Remarking that a Congress-led United Progressive Alliance (UPA) was the only viable option against the BJP, Maharashtra Pradesh Congress Committee chief Nana Patole said Mr. Rao’s anti-BJP alliance could not succeed without the Congress’ participation.
“The BJP government at the Centre is acting in an authoritarian manner, bent on destroying the Constitution. While Telangana Chief Minister K. Chandrashekhar Rao making efforts to unite regional parties against the BJP’s dictatorship, it will not succeed without the Congress,” Mr. Patole said.
Commenting on Mr. Rao’s ‘Maharashtra mission’, Congressman and Maharashtra Energy Minister Nitin Raut said perhaps regional parties were thinking of forming an anti-BJP front at the regional level before taking on the saffron party at the national level.
“The Congress is more than 100 years’ old. It has a presence in every nook and cranny in the country. So, if opposition parties are thinking of forming a grand opposition without the Congress, they should realise that such a thing is not possible. [NCP chief] Sharad Pawar himself has said that such a front is not possible without the Congress,” said Mr. Raut.
As during West Bengal Chief Minister and Trinamool Congress (TMC) chief Mamata Banerjee’s visit to Mumbai in December last year with the similar object of trying to stitch up an anti-BJP front, Congress leaders were conspicuously absent in talks that Mr. Rao held.
Responding to questions of the Congress’ absence, Sena MP and chief spokesperson Sanjay Raut stressed that his party had never said that there would be an anti-BJP front without the Congress.
“When Mamata Banerjee first spoke of this [an anti-BJP front without the Congress], the Shiv Sena was the first political party to say that the Congress has to be part of any anti-BJP coalition,” said Mr. Raut, speaking in Nagpur today.
Ineffective: BJP
Scoffing at the opposition parties’ efforts to form a ‘grand coalition’ against it, the BJP said that similar efforts had been tried in the past, but had proved unavailing and would have “no effect” on the saffron party in the future.

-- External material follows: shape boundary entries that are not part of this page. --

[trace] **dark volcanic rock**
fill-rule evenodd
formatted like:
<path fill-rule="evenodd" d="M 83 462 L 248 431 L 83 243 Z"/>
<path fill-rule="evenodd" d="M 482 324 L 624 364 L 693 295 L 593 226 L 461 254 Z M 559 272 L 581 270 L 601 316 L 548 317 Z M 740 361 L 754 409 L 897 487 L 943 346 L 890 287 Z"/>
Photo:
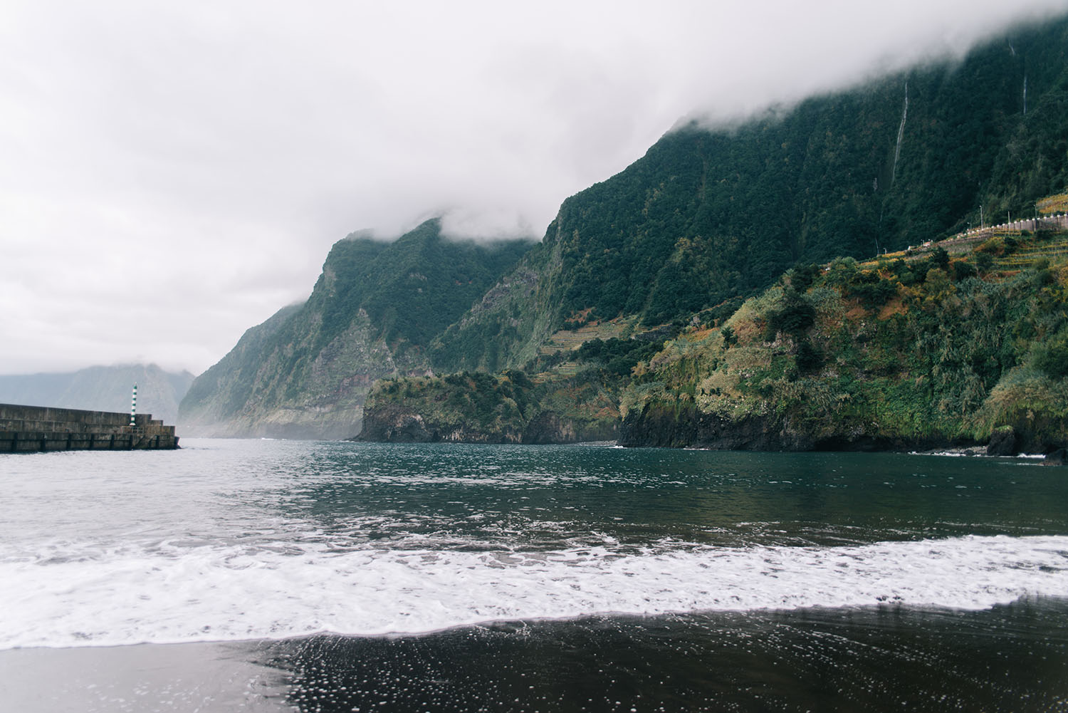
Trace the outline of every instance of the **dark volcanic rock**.
<path fill-rule="evenodd" d="M 990 443 L 987 444 L 987 455 L 1016 455 L 1018 438 L 1016 430 L 1010 425 L 1003 425 L 994 429 L 990 434 Z"/>
<path fill-rule="evenodd" d="M 1042 459 L 1042 465 L 1068 465 L 1068 449 L 1058 448 Z"/>

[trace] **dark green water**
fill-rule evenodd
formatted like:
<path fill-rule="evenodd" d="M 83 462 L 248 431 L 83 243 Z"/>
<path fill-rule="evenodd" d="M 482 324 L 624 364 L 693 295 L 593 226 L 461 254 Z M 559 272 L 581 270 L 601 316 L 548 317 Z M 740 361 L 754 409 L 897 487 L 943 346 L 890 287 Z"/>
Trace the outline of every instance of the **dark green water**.
<path fill-rule="evenodd" d="M 608 446 L 0 456 L 0 699 L 1068 710 L 1065 474 Z M 33 698 L 57 666 L 78 673 Z"/>

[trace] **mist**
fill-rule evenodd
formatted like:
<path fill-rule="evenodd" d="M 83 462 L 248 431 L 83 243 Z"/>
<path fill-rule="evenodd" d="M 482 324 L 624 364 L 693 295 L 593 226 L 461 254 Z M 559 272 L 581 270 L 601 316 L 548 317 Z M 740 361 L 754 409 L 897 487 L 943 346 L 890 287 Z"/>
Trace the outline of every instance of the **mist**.
<path fill-rule="evenodd" d="M 204 371 L 332 243 L 539 238 L 680 119 L 960 57 L 1063 1 L 9 2 L 0 373 Z"/>

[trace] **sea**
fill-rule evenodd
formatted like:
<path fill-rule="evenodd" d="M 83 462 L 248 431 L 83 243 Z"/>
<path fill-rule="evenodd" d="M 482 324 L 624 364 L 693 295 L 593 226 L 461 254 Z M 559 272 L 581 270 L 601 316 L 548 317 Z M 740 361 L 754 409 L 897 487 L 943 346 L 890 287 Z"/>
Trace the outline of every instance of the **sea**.
<path fill-rule="evenodd" d="M 1068 711 L 1068 468 L 183 439 L 0 455 L 0 710 Z"/>

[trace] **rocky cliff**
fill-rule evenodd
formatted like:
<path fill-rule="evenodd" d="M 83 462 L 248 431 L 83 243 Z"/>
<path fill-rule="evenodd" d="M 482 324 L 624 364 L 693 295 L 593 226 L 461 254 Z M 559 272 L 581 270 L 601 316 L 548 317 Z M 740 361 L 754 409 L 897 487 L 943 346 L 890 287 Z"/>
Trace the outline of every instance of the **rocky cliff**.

Former Chief Minister and the BJP’s Leader of Opposition in Maharashtra Devendra Fadnavis said, “I don’t think much of all this…all these parties had tried to form coalitions against the BJP in the last Lok Sabha election as well. They tried this experiment in Uttar Pradesh and in other States… but they have not met with any success against the BJP anywhere.”
BJP MP Manoj Kotak took potshots at Mr. Rao’s visit, noting that as always, the opposition parties had side-lined the Congress while holding talks among themselves.
“This proves yet again that the Congress is no longer a force to be reckoned with,” said Mr. Kotak.